Maternelle: 2021 année de tous les dangers!
Le Ministre Blanquer veut changer les programmes de maternelle de 2015. La Cgt-Educ’Action avait porté à l’époque un regard favorable sur ces programmes. Blanquer, continue sa politique de casse du Service Public. La Cgt-Educ’Action entend combattre cette politique réactionnaire.
Nous publions une série de contributions de militant-es de la Cgt-Educ’Action sur ce thème.
Contributions de militant-es de la Cgt-Educ’Action -1-
Enseignant en grande section de maternelle depuis maintenant une bonne vingtaine d’année, je dois dire que j’avais accueilli plutôt favorablement les programmes de 2015 . En effet, y étaient affirmées la nécessité du plaisir de l’apprentissage, la reconnaissance de rythmes d’acquisition différents selon chacun et la notion de progrès, l’importance primordiale du jeu pour le développement cognitif des jeunes enfants ( on avait presque oublié cette évidence) et le quasi renoncement aux fiches de « travail » (Ouf !!! Restait à expliquer aux parents que leur enfant pouvait travailler, progresser sans que cela ne se traduise par une production quotidienne de « fiches ».)

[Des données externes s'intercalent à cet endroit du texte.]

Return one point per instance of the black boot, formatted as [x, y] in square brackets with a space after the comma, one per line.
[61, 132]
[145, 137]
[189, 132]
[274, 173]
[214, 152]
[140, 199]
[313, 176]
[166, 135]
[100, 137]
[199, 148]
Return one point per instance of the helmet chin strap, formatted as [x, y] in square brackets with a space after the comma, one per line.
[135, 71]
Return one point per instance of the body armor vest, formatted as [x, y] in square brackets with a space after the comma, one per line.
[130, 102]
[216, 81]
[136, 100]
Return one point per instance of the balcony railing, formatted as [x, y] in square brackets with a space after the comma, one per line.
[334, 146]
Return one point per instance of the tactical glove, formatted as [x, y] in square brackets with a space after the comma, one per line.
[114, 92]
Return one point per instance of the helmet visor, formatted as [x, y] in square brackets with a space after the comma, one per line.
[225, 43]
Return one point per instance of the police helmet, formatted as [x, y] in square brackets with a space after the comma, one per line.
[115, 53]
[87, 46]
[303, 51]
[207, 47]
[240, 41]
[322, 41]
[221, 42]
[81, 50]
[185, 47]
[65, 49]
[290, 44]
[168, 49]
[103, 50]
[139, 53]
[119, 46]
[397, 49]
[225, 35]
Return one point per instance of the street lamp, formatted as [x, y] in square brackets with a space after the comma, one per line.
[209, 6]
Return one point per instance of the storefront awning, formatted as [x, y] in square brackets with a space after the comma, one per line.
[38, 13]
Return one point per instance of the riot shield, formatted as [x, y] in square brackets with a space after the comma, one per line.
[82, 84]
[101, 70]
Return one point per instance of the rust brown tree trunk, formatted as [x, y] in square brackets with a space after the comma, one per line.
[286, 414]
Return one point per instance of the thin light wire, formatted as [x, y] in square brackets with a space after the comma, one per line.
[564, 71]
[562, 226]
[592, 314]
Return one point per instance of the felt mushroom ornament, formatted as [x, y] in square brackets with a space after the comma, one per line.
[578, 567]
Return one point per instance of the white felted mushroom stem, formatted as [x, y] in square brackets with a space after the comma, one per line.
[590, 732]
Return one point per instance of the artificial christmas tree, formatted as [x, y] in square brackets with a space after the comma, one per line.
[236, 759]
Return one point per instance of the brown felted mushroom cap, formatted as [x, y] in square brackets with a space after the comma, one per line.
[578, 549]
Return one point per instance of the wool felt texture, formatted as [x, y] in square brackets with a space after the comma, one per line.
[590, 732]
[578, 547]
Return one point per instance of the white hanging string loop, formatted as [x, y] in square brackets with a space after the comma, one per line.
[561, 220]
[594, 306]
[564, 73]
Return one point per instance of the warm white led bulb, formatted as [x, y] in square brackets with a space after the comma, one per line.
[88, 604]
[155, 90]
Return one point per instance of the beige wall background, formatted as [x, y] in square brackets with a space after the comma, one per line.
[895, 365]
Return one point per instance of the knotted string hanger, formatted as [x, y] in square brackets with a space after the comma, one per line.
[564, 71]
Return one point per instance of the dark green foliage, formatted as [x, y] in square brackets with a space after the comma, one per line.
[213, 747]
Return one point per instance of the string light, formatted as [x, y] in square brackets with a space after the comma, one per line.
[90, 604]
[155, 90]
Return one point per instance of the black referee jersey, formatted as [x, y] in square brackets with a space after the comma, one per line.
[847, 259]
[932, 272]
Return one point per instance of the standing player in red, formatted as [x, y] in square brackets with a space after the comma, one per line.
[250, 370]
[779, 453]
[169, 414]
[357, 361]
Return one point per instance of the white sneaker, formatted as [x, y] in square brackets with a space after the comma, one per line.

Enfin, pour être honnête, je crois que nombre d’entre nous n’avaient pas attendu les programmes de 2015 pour s’attacher à d’abord faire aimer l’école aux enfants. Nous essayions déjà de rendre nos enseignements les plus ludiques et les plus plaisants possibles car nous savions que c’était là la condition première de leur efficacité. De même, l’idée me semblait faire consensus que ,pour apprendre, progresser se construire et devenir, avoir une bonne estime de soi est indispensable .Nous avions aussi, je crois, le sentiment diffus que si les nombreuses fiches collées dans les cahiers des enfants n’avaient peut être pas fait réellement progresser ces derniers, au moins permettaient elles de rassurer les parents quant à notre « sérieux « .
Bref ! En 2015, ma patience payait enfin !!! Je pouvais continuer à enseigner comme je le faisais déjà tout en m’affranchissant de ces fiches imbéciles . Et tout cela le cœur léger, surpris d’être enfin un peu conforme à la mode ministérielle.
Aujourd’hui, comme hier, je m’efforce donc à créer les situations d’apprentissage qui permettront à mes élèves d’acquérir plus tard les outils nécessaires à leur indépendance, à la capacité à porter une réflexion critique et à la construction de leur citoyenneté.
Je crois que c’est parce qu’il est confronté à des situations où la maîtrise de certains outils ( lecture, écriture, logique…) s’avère utile que l’enfant sera porté à développer ces derniers. Ainsi en va-t-il, de la lecture ( dernière lubie ministérielle ). L’apprentissage systématique visant à la maîtrise du code ne rendra probablement pas les élèves lecteurs ( j’en veux pour preuve, nombre de gens de ma génération qui, ayant étudié le grec ancien au collège, sont capables de le lire couramment tout en dansant le sirtaki mais sans n’y rien comprendre ). En revanche, il y a fort à parier que, pour les enfants rencontrant des difficultés, cet apprentissage aride et ardu, hors-situation vraie , n’entraine une aversion pour la chose écrite.
Il me semble que, pour que les enfants acquièrent ces outils indispensables à leur indépendance et à leur liberté, que sont la maîtrise de la lecture et de l’écriture, il faut avant tout rendre ces dernières utiles sinon nécessaires. Donc, multiplier les situations d’apprentissages où les enfants seront amenés à communiquer avec des tiers absents, à conserver par l’écrit des récits de situations ….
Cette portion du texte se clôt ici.